Today, Soulskill at Slashdot points to reports that an official update to the Windows driver for FTDI's USB bridge chips bricks devices using clone chips. As Hackaday says:

"It’s a bold strategy to cut down on silicon counterfeiters on the part of FTDI. A reasonable company would go after the manufacturers of fake chips, not the consumers who are most likely unaware they have a fake chip."

This shows (a) that you may be wrong about who the vendor of your IoT device really is, and (b) trusting the "vendor" of your IoT device to act in your interests rather than theirs may be foolish.

David. said...

However, there's no need to worry:

Data generated by devices in the "internet of things" age should be "regarded and treated as personal data", data protection authorities from across the globe have agreed.

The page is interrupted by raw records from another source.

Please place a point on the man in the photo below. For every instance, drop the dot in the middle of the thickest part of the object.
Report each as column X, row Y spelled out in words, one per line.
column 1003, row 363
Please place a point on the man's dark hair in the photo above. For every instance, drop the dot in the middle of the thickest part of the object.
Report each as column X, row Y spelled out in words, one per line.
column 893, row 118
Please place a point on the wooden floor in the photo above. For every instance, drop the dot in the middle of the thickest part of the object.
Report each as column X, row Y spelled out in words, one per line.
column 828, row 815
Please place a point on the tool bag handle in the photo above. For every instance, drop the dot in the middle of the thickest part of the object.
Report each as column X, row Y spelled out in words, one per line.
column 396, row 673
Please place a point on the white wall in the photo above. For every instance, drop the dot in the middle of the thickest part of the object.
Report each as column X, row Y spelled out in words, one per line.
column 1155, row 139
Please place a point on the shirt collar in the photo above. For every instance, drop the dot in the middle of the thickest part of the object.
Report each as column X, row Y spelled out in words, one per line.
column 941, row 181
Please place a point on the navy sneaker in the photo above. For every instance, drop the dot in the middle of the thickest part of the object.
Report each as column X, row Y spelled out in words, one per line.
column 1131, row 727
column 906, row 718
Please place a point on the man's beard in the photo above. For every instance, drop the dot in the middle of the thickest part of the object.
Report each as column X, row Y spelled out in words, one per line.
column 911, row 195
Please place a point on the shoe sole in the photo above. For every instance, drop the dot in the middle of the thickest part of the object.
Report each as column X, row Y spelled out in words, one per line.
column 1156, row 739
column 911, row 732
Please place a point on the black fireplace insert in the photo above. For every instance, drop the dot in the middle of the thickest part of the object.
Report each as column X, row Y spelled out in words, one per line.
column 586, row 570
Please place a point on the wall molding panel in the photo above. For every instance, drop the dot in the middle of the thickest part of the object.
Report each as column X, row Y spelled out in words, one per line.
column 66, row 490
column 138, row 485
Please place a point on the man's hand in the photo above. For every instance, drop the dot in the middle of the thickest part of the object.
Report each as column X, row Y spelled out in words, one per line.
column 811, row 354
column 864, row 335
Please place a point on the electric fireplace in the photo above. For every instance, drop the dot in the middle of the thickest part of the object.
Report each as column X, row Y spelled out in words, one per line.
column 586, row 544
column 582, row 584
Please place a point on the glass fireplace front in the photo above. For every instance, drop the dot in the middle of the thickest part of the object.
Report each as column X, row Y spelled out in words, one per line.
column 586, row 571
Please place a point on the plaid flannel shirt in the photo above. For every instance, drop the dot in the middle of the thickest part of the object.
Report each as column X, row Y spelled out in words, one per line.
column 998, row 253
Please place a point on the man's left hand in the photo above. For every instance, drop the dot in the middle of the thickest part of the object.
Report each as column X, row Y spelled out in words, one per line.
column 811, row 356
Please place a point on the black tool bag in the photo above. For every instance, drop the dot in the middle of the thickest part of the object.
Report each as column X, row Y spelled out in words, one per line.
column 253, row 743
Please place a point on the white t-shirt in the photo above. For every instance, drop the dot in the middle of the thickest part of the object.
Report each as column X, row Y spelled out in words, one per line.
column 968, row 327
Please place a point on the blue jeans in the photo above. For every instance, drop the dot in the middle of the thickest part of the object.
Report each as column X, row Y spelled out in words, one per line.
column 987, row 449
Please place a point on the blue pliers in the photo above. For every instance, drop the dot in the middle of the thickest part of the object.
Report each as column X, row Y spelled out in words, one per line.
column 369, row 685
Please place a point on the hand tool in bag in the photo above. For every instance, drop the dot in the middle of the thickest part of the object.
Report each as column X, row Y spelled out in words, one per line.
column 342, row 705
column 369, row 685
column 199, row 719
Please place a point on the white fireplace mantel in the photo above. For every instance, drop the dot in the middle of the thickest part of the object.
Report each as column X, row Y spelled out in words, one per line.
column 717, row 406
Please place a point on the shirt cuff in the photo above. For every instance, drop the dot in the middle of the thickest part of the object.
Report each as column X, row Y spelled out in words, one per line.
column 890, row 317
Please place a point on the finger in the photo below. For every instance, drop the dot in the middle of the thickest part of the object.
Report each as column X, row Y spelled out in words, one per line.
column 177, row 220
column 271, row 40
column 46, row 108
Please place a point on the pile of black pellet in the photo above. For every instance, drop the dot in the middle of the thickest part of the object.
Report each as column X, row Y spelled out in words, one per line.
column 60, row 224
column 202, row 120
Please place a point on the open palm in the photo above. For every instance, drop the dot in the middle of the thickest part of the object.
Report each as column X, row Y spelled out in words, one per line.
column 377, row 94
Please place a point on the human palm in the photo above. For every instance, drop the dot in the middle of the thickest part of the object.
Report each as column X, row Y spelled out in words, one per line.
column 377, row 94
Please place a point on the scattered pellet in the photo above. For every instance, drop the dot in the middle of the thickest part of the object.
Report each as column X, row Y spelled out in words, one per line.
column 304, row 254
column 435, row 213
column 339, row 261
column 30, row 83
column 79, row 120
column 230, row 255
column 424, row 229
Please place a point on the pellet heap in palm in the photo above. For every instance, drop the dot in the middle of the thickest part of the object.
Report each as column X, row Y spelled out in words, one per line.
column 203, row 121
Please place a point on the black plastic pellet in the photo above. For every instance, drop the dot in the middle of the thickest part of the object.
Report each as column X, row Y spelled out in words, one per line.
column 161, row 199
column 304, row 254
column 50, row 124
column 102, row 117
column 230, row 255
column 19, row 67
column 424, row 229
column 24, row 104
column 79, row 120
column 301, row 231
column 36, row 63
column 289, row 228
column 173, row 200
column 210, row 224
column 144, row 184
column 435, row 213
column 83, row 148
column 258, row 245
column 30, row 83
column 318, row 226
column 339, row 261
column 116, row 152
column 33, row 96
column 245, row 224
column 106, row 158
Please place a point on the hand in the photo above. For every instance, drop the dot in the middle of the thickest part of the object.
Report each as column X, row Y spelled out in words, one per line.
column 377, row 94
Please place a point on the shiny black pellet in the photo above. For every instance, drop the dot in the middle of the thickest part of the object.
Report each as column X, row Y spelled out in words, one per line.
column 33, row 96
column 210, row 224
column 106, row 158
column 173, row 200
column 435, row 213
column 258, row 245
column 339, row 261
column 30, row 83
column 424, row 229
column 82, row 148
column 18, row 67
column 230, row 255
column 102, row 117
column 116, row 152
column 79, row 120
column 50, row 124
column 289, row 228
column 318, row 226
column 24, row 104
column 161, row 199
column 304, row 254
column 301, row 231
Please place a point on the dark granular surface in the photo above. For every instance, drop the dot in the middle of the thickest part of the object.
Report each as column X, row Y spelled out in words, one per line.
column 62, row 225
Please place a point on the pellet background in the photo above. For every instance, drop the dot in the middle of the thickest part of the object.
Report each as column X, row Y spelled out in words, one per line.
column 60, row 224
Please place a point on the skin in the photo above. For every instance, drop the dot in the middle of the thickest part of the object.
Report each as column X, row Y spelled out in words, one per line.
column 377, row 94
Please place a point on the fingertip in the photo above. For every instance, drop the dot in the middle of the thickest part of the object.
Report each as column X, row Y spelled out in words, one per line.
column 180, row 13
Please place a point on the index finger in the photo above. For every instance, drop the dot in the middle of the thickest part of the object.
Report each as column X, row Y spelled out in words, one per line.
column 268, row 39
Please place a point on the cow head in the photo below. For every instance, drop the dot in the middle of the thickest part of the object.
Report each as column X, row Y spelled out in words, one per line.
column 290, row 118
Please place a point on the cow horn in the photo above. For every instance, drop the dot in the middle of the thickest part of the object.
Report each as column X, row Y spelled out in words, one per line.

The watchdogs said it is "more likely than not" that such data can be attributed to individuals.

David. said...

FTDI has apparently backed down, possibly because Microsoft disapproved of their aggressive approach to intellectual property protection.

David. said...

The meme has made it into The Economist:

"the persistence of outdated kit leaves vulnerabilities in place. Many embedded devices, as well as older releases of Android and iOS software, simply cannot be updated—or the owners may lack the skill to update them. For those cases, the only solution that may work is simply to cut off access"

David. said...

James Boyle at The Public Domain chimes in on the risks of vendor control of IoT software.

David. said...

Richard Chirgwin at The Register points to a study at the University of Melbourne's Centre for Energy Efficient Telecommunications suggesting that the Internet of Things will be a massive energy sink. Not because of the sensors themselves, which typically need very low power for long battery life, but because of the upstream network. Very low power transmitted signals need more power at the receiver. And the IoT will cause much more upstream traffic than today's internet, burning more power in edge devices to send more traffic.

David. said...

Brian Krebs has the answer to why the Moon worm was scanning home routers. It was to build the Lizard Squad's DDOS service that was demo-ed by knocking out Sony and Microsoft's gaming networks over the holidays.

David. said...

An illustration of the low skill level needed for a major disruption of the Internet. The database in which the Lizard Squad kept the details of their more than 14K DDoS-for-hire's customers, including their passwords, was not encrypted and has now been revealed.

Advertising the service by bringing down Microsoft's and Sony's gaming networks may have backfired. At least 3 individuals are being questioned by police.